Assemblyman Philip Ramos (D-Central Islip) announced today that the state Senate has finally passed Assembly legislation agreed to at the end of the last session to clean up contaminated sites known as brownfields. The bill – endorsed by the Assembly, Senate and the governor – will help clean up unused industrial sites, refinance the state’s Superfund program, and revitalize local economies.
"Brownfields are holding back local economies across New York," Ramos said. "Once the governor signs this bill – and I urge him to do so quickly – we can finally get these toxic sites cleaned up and unused land back on the tax rolls."
The Assembly’s legislation (A.9120/S.5702) not only guarantees $120 million to the Superfund program, but also jump-starts the unused brownfield program in the 1996 Clean Water/Clean Air Bond Act to encourage localities to take advantage of nearly $170 million still unspent for brownfield remediation.
"In my community, the DEC has designated three Class 2 sites like the MacKenzie Chemical Company in Central Islip. These sites pose a significant threat to public health and the environment," Ramos said. "This measure removes that threat and helps distressed communities start planning for a better future."

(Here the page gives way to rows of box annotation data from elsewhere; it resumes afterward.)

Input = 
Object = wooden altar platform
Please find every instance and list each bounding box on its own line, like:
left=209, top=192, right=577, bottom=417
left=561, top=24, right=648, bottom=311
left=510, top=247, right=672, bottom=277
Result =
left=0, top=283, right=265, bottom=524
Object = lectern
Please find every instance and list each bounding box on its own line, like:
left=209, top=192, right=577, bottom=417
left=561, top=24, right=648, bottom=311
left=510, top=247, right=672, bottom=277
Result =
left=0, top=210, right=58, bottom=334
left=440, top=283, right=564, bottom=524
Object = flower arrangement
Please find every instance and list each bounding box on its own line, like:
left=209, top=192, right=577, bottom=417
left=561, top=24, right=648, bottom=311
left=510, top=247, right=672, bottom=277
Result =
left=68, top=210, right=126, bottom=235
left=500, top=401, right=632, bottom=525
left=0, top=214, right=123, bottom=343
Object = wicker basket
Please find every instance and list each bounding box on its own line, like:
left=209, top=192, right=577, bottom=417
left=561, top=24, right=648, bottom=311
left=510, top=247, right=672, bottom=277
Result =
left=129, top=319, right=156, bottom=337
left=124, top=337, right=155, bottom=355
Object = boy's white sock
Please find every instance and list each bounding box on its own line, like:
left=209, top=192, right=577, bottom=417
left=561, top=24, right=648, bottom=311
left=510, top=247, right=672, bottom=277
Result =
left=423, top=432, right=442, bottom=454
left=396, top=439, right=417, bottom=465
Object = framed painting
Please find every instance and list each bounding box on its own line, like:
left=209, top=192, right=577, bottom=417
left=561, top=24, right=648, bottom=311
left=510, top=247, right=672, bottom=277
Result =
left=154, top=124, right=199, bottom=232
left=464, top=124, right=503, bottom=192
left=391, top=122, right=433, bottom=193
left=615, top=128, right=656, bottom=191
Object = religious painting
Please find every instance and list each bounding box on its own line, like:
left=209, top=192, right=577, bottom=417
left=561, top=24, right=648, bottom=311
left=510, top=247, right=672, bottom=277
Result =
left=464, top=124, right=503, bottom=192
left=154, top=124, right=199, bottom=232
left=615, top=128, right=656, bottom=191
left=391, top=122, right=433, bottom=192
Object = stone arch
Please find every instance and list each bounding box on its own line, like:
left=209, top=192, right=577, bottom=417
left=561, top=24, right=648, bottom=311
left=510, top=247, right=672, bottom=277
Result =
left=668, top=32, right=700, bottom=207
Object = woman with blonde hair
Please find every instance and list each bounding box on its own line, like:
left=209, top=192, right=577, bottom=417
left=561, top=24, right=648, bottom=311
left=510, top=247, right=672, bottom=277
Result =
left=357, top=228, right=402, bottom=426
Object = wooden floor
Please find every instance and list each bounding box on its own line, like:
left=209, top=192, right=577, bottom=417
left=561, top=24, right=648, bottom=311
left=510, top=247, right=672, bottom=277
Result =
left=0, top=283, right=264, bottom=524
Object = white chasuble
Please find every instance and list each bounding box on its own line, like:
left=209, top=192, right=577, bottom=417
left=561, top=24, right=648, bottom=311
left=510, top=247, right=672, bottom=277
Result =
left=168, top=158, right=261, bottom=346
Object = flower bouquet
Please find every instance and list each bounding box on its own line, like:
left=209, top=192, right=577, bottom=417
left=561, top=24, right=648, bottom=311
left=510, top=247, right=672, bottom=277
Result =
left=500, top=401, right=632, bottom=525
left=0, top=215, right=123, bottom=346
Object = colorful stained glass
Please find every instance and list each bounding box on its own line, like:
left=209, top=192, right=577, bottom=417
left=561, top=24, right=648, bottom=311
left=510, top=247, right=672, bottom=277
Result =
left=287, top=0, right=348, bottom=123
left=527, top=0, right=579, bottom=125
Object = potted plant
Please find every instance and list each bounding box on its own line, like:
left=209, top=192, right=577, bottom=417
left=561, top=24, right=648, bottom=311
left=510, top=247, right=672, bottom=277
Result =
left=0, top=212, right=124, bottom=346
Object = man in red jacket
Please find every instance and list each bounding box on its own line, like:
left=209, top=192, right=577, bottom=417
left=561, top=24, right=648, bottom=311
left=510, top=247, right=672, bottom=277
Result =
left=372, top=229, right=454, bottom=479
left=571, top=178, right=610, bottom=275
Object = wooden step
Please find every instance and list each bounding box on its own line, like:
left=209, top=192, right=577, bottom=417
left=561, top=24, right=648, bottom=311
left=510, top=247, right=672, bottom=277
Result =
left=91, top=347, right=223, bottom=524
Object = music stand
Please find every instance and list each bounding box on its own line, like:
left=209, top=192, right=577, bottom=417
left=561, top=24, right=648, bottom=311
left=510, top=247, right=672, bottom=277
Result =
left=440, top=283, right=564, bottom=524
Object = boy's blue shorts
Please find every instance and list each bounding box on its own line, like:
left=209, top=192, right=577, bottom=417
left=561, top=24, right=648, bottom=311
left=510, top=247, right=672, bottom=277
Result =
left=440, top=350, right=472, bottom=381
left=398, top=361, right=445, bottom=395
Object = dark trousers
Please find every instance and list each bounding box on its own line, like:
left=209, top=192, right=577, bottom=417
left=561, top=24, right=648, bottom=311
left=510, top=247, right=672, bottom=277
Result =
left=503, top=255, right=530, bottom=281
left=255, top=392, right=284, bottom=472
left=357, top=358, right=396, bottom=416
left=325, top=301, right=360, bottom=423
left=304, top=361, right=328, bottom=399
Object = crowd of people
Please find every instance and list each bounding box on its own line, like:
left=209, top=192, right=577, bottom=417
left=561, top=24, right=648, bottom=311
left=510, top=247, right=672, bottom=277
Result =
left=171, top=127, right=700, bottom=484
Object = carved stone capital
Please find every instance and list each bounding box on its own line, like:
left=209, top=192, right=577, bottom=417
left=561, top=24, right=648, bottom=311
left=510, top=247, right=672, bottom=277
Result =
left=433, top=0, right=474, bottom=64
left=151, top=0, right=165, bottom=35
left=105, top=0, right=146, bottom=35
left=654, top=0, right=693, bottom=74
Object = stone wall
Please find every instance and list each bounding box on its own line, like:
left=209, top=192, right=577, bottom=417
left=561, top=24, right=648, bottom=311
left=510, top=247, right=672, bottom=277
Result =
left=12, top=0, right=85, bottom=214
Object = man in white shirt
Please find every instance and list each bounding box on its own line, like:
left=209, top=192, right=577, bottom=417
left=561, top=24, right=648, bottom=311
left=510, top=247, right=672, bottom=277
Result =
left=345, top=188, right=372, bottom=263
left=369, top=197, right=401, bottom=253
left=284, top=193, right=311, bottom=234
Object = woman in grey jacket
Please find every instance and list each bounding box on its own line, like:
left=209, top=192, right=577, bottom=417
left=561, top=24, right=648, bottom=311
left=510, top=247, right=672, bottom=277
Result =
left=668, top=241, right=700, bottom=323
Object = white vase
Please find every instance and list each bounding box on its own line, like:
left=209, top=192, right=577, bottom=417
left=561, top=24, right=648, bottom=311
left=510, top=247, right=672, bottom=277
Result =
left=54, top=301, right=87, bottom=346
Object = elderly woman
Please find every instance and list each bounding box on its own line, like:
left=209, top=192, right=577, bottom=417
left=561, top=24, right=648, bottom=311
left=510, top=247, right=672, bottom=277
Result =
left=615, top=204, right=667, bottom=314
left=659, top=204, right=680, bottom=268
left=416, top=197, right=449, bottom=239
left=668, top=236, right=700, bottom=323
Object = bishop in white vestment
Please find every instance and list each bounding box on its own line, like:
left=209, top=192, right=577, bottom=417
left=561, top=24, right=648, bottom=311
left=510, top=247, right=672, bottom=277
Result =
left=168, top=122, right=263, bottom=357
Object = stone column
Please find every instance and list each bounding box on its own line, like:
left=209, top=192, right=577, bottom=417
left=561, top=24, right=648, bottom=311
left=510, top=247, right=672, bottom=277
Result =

The Assembly’s Brownfield Cleanup Program establishes the nation’s toughest cleanup standards and provides peace-of-mind to developers through a cleanup track system that fully protects public health and the environment. Developers are urged to create permanent remedies that do not require long-term maintenance or monitoring, and use of the restored land must be based on thorough analysis of future use.
More incentives for cleanup include:
- $15 million for grants to help neighborhood planning and brownfield assessments;
- $135 million in tax incentives to stimulate cleanup and reuse of sites, including the Environmental Zones program, which will offer tax incentives to develop areas with low incomes or high unemployment;
- The granting of eligibility to hazardous substance sites under Superfund, which the Department of Environmental Conservation reports there are more than 274 of in New York; and
- Funds to establish a Geographic Information System that would chart the state’s contaminated ground water and incorporate environmental data created from other remedial programs.
"Properties contaminated by hazardous waste and substances pose a threat to public health and the environment. This comprehensive measure will help clean up these sites, involve communities in the process, and provide financial incentives to return the sites to productive use," Ramos said. "The Senate made an error by not passing this months ago, but now that they have, New York can finally get these brownfields to bloom."